As for interest rates — the grand puppeteer of mortgage demand — they remain a huge wildcard for 2025. That’s why yours truly isn’t brazen enough to predict a strong real estate market with confidence.
3. Debt will leave more homeowners with longer drives
While debt-service ratios have declined a touch, they’re still near a record. And non-mortgage debt loads — like those from credit cards (+9.4 per cent) and auto loans (+13.6 per cent) — have ballooned year-over-year. That’s on top of surging prices for services, food, property taxes, insurance and so many other expenses. As a result, many debt-laden consumers will need to find cheaper digs, and with work-from-home and hybrid work arrangements still a thing, middle-class Canadians will increasingly look for new homes further from big city cores.
4. Switch volumes surge
Payment shock awaits countless Canadian mortgagors when they renew this year, with most facing rates 200+ basis points above their previous deals. In an attempt to lower monthly payments, Canadians will comparison shop mortgage rates more aggressively. Many with higher debt ratios will exploit new rules that permit borrowers to switch lenders without having to pass the federal mortgage stress test. Anticipating this potential exodus, lenders will sharpen their renewal rates to keep customers in-house. While this saves some borrowers the hassle of switching, with 1.2 million mortgages up for renewal — far above normal — expect plenty of mortgage musical chairs anyway.

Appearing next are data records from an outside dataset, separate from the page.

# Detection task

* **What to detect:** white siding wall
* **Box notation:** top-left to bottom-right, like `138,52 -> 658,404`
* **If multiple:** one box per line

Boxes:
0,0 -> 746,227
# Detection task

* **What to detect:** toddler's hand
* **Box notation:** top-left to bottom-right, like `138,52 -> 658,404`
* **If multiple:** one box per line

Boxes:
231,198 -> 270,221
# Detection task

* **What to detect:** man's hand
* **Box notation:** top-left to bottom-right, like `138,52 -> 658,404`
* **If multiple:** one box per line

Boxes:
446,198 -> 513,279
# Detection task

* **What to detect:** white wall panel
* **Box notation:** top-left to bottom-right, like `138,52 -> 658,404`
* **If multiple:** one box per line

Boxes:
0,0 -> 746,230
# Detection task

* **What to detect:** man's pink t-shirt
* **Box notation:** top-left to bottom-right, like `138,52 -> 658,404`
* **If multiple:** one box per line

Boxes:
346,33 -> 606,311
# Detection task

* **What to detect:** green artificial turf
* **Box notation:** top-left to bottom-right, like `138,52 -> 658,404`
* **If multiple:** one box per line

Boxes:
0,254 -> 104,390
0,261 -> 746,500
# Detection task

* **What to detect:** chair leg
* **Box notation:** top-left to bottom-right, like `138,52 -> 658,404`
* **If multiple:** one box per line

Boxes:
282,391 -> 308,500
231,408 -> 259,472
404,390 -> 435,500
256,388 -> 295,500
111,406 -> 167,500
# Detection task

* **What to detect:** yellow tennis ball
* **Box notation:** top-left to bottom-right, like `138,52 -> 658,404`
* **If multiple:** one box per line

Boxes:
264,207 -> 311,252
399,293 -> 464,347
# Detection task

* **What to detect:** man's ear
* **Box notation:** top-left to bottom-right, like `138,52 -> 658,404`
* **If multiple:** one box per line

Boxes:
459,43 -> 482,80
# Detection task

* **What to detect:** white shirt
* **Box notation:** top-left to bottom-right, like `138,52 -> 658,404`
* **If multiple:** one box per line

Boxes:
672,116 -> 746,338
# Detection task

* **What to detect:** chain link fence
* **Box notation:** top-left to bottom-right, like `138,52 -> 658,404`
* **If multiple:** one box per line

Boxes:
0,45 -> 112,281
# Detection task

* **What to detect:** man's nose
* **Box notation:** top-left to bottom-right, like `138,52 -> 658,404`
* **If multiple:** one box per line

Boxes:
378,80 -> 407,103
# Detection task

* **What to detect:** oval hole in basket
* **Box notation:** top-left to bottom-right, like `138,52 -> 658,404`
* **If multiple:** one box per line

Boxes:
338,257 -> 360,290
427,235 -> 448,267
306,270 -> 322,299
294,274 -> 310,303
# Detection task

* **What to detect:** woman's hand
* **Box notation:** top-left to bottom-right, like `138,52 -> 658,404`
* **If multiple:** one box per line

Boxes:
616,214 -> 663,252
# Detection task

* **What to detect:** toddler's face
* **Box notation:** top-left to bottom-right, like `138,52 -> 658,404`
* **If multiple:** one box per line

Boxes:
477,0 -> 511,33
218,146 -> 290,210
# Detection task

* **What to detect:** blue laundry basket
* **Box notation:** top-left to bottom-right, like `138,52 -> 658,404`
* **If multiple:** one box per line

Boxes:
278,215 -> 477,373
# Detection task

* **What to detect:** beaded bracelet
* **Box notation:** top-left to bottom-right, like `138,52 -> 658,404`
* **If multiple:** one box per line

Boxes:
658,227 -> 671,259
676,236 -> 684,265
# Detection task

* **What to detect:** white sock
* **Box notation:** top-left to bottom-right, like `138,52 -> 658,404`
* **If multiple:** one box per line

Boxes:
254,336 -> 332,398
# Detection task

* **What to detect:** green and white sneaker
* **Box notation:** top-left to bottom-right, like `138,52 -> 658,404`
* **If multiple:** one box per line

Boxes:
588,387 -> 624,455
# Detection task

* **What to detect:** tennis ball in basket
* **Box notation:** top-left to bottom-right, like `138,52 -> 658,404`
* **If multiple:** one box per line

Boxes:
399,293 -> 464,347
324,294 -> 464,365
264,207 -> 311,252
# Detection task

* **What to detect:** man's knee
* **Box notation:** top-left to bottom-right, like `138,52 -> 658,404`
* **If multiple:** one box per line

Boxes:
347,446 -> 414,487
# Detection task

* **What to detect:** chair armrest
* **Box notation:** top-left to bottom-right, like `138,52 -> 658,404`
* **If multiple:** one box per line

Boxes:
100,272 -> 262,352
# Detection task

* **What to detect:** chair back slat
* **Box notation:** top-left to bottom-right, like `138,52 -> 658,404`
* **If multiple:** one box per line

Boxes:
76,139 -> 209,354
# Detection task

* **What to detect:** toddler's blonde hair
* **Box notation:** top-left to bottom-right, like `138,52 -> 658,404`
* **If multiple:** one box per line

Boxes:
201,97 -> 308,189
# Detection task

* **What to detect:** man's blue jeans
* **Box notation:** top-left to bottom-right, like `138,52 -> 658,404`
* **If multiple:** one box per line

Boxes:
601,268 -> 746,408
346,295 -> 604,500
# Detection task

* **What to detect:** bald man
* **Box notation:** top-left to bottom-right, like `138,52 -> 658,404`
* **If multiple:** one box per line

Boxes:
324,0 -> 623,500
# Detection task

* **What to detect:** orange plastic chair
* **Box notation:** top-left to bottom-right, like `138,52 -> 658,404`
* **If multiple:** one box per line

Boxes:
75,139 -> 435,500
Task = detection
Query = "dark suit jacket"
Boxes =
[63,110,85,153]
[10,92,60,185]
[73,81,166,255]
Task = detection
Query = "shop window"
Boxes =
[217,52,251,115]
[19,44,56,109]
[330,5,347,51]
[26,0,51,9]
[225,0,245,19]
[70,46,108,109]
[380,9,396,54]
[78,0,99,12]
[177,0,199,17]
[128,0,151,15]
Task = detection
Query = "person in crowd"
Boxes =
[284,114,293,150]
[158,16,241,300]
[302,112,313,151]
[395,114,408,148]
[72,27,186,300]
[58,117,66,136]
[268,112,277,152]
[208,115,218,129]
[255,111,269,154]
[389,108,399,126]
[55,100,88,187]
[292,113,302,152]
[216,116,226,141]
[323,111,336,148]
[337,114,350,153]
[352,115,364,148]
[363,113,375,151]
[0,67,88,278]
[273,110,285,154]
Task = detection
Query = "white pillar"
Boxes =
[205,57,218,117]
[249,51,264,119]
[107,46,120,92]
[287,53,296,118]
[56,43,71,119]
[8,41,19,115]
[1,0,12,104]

5. Cross-sale will drive rate competition
Deposit-taking lenders have increasingly been willing to sacrifice upfront interest revenue (i.e., offer fatter mortgage discounts) in hopes of cross-selling other financial products. I’m talking about products like savings accounts, credit cards, credit lines, creditor life insurance, GICs and other investments.
This arrangement is a win for consumers because they don’t have to buy those products, even though they’ll be bombarded with offers. The downside is that this trend will put a competitive squeeze on lenders that don’t have other financial services to sell (a.k.a. “monoline” lenders).
(On a side note, bundled pricing — whereby lenders offer a lower rate if you agree to other products — is not illegal “tied selling,” though many mistake it as such.)
In the end, while the above predictions don’t go too far out on a limb, only one thing is certain: 2025 will bring plenty of surprises.